Research Interests

At present, my research focuses on i) safe reinforcement learning, which can produce reliable solutions with no hazardous outcomes, and ii) investigating the decision-making mechanism in multi-agent systems where multiple agents collaboratively intend to do a task. I believe that resolving these issues will be significant in mitigating risks assigned to autonomous decision-making mechanisms and will be a noteworthy advance in the applicability of intelligence in these systems.

If interested to see what could be the applications of RL, our blog post illustrates an example on that. It is based our work on using RL for a supply chain game, called the Beer Game.  Together with the opex analytics, we have redesigned this game which is running with the RL backend: https://beergame.opexanalytics.com/

Another example is in transportation.  We study the Vehicle Routing Problem (VRP) which is a difficult combinatorial optimization problem. In this paper, we develop a framework for VRP, with the capability of solving a wide variety of combinatorial optimization problems using RL. According to the findings of this paper, our RL algorithm is competitive with state-of-the-art VRP heuristics both in solution quality and runtime, and this represents progress toward solving the VRP with RL for real applications. Our code is open-sourced and you can see the paper summary in the following video.

During the first two years of my Ph.D., I was working with Professor Alexander Stolyar on Stochastic Processes and Optimal Control. We developed a real-time optimal control scheme for the dynamic matching problem, with many possible applications such as real-time Taxi-allocations, Internet advertising, or assemble-to-order systems.

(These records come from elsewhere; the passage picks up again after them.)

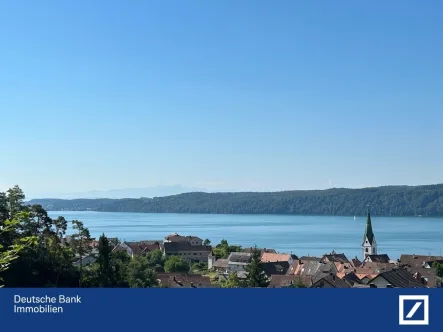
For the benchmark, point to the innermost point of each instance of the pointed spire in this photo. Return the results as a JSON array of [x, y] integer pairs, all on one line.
[[369, 234]]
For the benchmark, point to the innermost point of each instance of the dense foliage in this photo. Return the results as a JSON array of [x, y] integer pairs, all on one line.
[[34, 252], [388, 201]]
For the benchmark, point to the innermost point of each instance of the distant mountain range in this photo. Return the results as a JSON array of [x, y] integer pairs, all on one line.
[[157, 191], [388, 201]]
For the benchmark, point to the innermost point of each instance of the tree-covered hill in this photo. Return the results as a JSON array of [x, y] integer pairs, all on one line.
[[388, 201]]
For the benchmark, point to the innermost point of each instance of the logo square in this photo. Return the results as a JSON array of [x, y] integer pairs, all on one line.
[[414, 310]]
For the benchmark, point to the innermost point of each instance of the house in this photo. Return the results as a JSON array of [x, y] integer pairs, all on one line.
[[190, 253], [272, 257], [396, 278], [175, 237], [220, 265], [350, 277], [331, 281], [312, 268], [378, 267], [324, 270], [262, 250], [283, 281], [237, 261], [138, 248], [183, 280], [426, 276], [383, 258], [89, 259], [356, 262], [310, 258], [335, 258], [419, 260], [275, 268], [124, 247]]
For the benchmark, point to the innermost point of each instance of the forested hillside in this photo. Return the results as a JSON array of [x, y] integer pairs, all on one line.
[[389, 200]]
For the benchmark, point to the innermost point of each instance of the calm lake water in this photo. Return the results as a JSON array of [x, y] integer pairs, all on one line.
[[301, 235]]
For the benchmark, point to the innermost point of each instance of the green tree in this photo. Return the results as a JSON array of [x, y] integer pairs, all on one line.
[[140, 274], [120, 261], [176, 264], [256, 276], [223, 249], [105, 271], [81, 242], [11, 253]]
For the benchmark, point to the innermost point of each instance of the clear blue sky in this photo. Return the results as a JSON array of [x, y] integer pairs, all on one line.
[[220, 94]]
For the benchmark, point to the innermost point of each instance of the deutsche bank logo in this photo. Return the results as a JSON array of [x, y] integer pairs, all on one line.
[[414, 310]]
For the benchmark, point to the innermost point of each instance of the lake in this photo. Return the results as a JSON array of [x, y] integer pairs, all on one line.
[[301, 235]]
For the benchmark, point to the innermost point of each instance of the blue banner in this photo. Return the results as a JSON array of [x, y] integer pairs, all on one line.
[[288, 309]]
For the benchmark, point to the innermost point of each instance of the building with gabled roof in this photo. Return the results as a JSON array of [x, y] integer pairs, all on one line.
[[336, 258], [382, 258], [396, 278], [331, 281]]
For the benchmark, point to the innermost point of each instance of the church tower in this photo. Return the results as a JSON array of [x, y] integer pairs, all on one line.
[[369, 244]]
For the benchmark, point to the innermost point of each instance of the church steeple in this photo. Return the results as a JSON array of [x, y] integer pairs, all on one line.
[[369, 234], [369, 244]]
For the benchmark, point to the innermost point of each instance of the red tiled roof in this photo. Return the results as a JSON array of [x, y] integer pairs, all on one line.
[[271, 257]]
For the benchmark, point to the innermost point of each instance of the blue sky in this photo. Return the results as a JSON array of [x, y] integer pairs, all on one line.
[[239, 95]]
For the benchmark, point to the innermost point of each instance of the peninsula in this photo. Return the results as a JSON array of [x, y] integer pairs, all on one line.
[[387, 201]]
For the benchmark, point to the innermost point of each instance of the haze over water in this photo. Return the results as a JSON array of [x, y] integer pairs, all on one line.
[[303, 235]]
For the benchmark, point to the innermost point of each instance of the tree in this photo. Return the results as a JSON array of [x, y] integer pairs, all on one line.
[[233, 281], [439, 267], [155, 258], [120, 261], [223, 249], [256, 276], [12, 252], [140, 274], [105, 271], [176, 264], [81, 242]]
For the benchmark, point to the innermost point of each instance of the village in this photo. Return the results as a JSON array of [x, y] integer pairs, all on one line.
[[332, 270]]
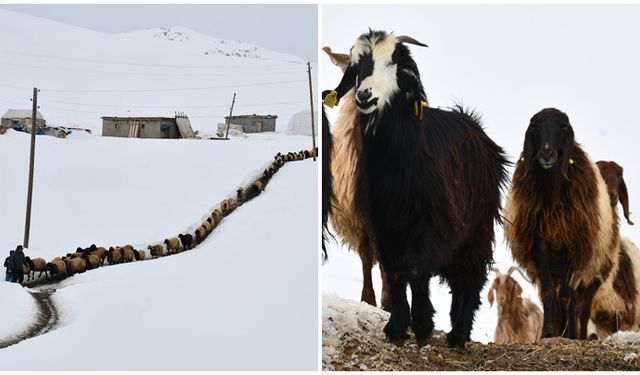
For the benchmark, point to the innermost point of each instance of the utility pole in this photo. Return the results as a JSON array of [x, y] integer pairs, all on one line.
[[34, 119], [226, 135], [313, 129]]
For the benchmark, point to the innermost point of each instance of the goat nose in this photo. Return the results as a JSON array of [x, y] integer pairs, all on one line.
[[364, 95]]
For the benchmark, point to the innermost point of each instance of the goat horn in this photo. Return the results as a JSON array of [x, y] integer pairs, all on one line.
[[410, 40], [514, 268]]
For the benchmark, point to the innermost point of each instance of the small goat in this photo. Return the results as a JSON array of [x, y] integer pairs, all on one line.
[[519, 319], [612, 174]]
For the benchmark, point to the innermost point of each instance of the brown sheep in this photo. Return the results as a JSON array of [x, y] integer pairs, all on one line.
[[612, 174], [75, 265], [101, 252], [227, 206], [173, 244], [139, 254], [57, 268], [156, 250], [114, 255], [616, 303], [347, 147], [127, 253], [201, 233], [560, 224], [37, 265], [519, 319], [92, 260]]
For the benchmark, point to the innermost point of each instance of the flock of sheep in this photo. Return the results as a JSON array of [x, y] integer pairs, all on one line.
[[560, 219], [84, 259]]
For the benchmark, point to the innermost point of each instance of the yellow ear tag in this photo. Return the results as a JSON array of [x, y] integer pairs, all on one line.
[[331, 100], [418, 108]]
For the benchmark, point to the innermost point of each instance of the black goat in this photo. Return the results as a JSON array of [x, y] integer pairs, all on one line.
[[429, 184], [327, 191]]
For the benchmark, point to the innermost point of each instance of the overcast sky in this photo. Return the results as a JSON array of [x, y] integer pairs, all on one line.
[[283, 28]]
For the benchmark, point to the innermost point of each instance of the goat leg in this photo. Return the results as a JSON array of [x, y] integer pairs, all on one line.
[[396, 328], [368, 295], [421, 307], [540, 259], [585, 301]]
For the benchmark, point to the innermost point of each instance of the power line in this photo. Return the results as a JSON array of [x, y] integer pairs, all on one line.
[[178, 89], [107, 62], [288, 71], [163, 106]]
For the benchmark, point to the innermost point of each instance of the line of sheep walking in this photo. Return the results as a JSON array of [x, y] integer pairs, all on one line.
[[417, 189], [84, 259]]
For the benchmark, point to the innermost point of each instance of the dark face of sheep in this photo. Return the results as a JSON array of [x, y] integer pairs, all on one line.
[[381, 68], [612, 172], [549, 139]]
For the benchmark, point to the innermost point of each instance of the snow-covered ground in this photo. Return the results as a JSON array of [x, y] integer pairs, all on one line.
[[508, 62], [243, 300], [84, 74]]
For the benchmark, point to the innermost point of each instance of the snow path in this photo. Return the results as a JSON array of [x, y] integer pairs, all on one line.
[[46, 321], [47, 315]]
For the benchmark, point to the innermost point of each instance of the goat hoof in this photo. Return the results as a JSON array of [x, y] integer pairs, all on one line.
[[456, 341], [395, 335], [422, 341], [368, 297]]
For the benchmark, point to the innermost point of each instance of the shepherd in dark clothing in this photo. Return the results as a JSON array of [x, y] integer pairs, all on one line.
[[16, 260], [7, 275]]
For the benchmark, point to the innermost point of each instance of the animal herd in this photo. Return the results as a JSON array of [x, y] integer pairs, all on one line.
[[85, 259], [418, 190]]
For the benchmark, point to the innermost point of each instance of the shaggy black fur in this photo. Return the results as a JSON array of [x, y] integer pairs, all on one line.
[[186, 240], [327, 191], [430, 189]]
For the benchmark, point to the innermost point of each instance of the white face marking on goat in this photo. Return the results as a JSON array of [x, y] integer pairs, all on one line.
[[377, 78]]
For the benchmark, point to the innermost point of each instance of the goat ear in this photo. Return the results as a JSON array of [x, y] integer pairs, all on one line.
[[410, 40], [567, 150], [518, 290], [528, 149], [490, 297], [331, 98], [623, 196], [340, 60]]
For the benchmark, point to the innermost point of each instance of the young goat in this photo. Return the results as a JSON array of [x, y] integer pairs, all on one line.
[[519, 319], [612, 174], [428, 187]]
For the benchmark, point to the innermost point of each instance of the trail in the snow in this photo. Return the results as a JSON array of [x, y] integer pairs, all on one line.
[[46, 321]]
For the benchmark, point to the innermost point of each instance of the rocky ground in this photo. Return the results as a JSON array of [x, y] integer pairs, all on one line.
[[352, 339]]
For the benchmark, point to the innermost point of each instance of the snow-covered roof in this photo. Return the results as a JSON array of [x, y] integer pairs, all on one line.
[[21, 113]]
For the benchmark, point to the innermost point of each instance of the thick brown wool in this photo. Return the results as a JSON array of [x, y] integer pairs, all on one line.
[[578, 217]]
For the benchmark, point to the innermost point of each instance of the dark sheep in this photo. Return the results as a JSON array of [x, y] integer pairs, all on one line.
[[425, 223], [560, 224], [187, 241]]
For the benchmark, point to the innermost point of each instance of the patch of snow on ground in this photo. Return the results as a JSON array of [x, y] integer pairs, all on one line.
[[18, 308]]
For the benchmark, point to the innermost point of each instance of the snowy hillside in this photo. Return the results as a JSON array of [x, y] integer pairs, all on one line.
[[244, 299], [507, 63], [83, 74]]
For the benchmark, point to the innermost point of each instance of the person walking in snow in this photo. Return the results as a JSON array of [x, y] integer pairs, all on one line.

In the future years, I expect that my research agenda will be strongly correlated with developments of AI. Considering myself as a researcher who works on interdisciplinary topics, my goal is to help to close the gap between real-world applications and state-of-the-art architectures. In addition to developing improved methods to the problems that I have already investigated, I see large potential in manufacturing, Internet of Thing, Healthcare and Finance. The question that I am trying to answer in all these domains is, can we leverage these systems with a more efficient design, safe, and personalized behaviors?